Le rendement potentiel peut être supérieur à celui d’une SCPI mais le risque est supérieur. Ils sont dons réservés aux investisseurs qualifiés ou avertis.

 

Un OPCI peut prendre deux formes dont dépend la fiscalité rattachée :

  • Un OPCI revenus fonciers : il s’agit d’un fonds investi exclusivement dans des immeubles, des parts de sociétés non cotées ayant une majorité d’actifs immobiliers et non dans des sociétés cotées. Ce support intéressera donc des investisseurs à la recherche de revenus réguliers bénéficiant de la fiscalité immobilière des particuliers.
  • Un OPCI valeurs mobilières : en plus des actifs précités, il détient des parts de sociétés foncières cotées (SIIC), des parts de sociétés non cotées. La fiscalité de cette forme d’investissement est celle des valeurs mobilières. Les dividendes ne connaissent cependant pas l’abattement de 40%.

Les OPCI doivent mettre en distribution 85% de leur revenus et plus-values réalisées sur les immeubles (50% de la plus-value pour les seules OPCI valeurs mobilières). Plus souples, les OPCI sont  plus risqués que la SCPI en raison de la présence de valeurs mobilières. La liquidité est réelle car il est possible de vendre à tout moment.

 

Par ailleurs, les cessions (de parts) ne subissent pas de droits d’enregistrement. 

 

Les OPCVM Immobiliers

L’OPCVM investit dans des entreprises du secteur immobilier (titres de foncières et de sociétés françaises, européennes en général ou même mondiales) qui relèvent du secteur de la promotion ou de la construction. Ce sont des produits d’épargne de gestion collective agrées par l’AMF.

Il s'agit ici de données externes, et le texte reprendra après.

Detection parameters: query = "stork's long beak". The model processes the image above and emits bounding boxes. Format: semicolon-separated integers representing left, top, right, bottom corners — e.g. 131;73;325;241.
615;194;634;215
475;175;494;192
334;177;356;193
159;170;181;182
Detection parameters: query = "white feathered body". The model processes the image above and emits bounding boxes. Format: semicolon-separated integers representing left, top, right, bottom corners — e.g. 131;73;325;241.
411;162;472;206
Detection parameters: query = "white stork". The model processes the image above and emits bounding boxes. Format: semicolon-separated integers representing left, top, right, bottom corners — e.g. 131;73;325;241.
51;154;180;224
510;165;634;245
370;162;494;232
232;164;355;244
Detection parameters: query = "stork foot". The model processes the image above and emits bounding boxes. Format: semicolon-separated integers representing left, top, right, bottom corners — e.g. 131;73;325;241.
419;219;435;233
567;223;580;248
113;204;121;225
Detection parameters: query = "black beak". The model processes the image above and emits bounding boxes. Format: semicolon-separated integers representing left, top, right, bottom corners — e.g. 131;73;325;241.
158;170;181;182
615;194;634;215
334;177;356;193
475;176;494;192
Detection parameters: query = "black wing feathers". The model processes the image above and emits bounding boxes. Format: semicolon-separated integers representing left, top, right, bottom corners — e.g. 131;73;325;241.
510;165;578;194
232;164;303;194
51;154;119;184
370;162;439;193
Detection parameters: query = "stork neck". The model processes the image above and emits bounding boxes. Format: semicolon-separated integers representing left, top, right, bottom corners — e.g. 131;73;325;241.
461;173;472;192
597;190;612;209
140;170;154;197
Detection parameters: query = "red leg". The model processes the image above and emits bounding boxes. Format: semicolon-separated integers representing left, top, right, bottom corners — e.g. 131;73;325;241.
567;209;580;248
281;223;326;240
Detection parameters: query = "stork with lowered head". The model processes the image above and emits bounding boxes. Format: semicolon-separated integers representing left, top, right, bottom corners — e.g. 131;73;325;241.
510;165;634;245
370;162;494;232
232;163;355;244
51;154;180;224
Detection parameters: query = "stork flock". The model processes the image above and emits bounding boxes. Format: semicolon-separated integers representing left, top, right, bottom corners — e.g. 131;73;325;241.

Un avantage par rapport à une SCPI : pas de frais de mutation. Tout comme pour les SIIC, il existe néanmoins un risque de volatilité élevé même si la composante immobilière peut parfois contrebalancer la prise de risque actions.

 


En fonction de vos objectifs et selon votre souhait d’un véhicule immobilier pur ou pas, la fiscalité que vous privilégiez, votre profil de risque et le degré de liquidité voulue, un conseiller en gestion de patrimoine peut vous orienter vers le choix d’investissement qui vous convient.